PM Mohammad Hatta dan Menteri Pertahanan Sri Sultan Hamengkubuwono IX (Sumber: ANRI) |
Sejarah panjang Tentara Nasional Indonesia yang tahun ini telah
berusia 75 tahun tidak bisa dilepaskan dari metamorfosa kelembagaan hulubalang negara
itu dari masa ke masa. Pada saat awal-awal kemerdekan, masih bernama Badan
Keamanan Rakyat/BKR (22 Agustus 1945), kemudian berubah menjadi Tentara
Keamanan Rakyat/TKR (5 Oktober 1945), Tentara Republik Indonesia/TRI (26
Januari 1946), dan kemudian barulah menjadi Tentara Nasional Indonesia/TNI (3
Juni 1947).
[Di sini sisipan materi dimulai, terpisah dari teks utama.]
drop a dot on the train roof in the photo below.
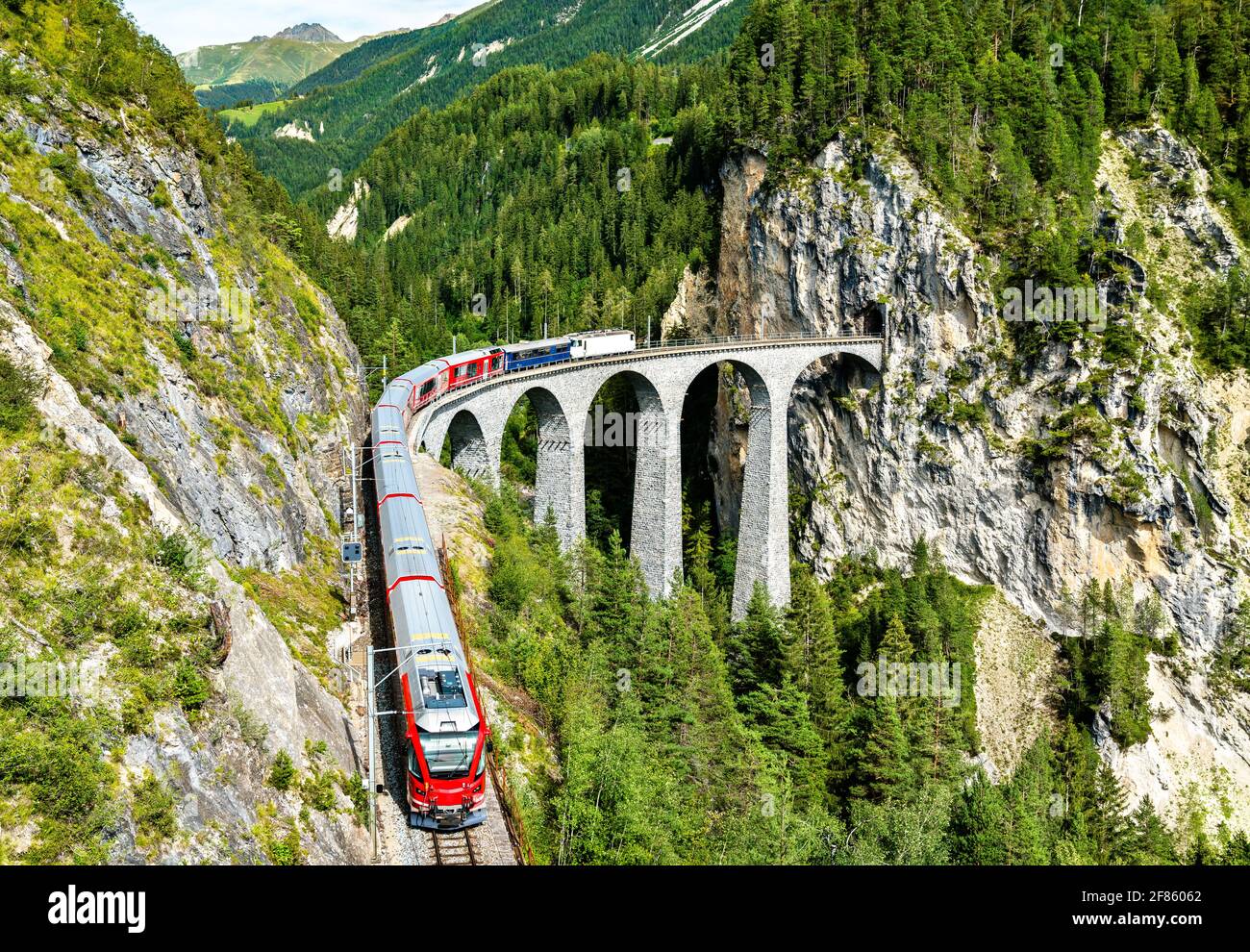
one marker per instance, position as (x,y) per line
(604,333)
(467,355)
(521,346)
Seiring dengan keberhasilan KMB 27 Desember 1949, berdiri Angkatan
Perang Republik Indonesia Serikat (APRIS) dimana menurut perjanjian tersebut
TNI akan menjadi intinya.
Status TNI yang menjadi inti dalam APRIS sebenarnya bukan
sesuatu yang baru, atau 'ujug-ujug' diputuskan dalam KMB. Pada 2 Agustus 1949,
Konferensi Inter Indonesia (KII) yang mempertemukan RI dan BFO (negara dan
daerah federal di luar RI) sepakat untuk membentuk APRIS sebagian tentara dari
Republik Indonesia Serikat (RIS). Di dalam APRIS itu, telah disepakati pula oleh
kedua belah pihak bahwa TNI akan menjadi inti (kern), bersama-sama dengan
tentara bangsa Indonesia lain yang tergabung dalam KNIL, Koninjklijk Marine (AL
Belanda), Militaire Luchtvaart (AU KNIL), Territorial Batallion, dan
Veiligheids Batallion (Batalyon Keamanan). Sementara anggota-anggota yang bukan
bangsa Belanda, dapat pula diberi kesempatan untuk menjadi warga negara dan
bergabung dalam APRIS atau diperkerjakan sebagai Instruktur dalam kerangka
Military Mission. Demikian dalam Kekuatan
Ketiga Dalam Perjuangan Kemerdekaan Indonesia oleh R.Z Leirissa (2006: 309)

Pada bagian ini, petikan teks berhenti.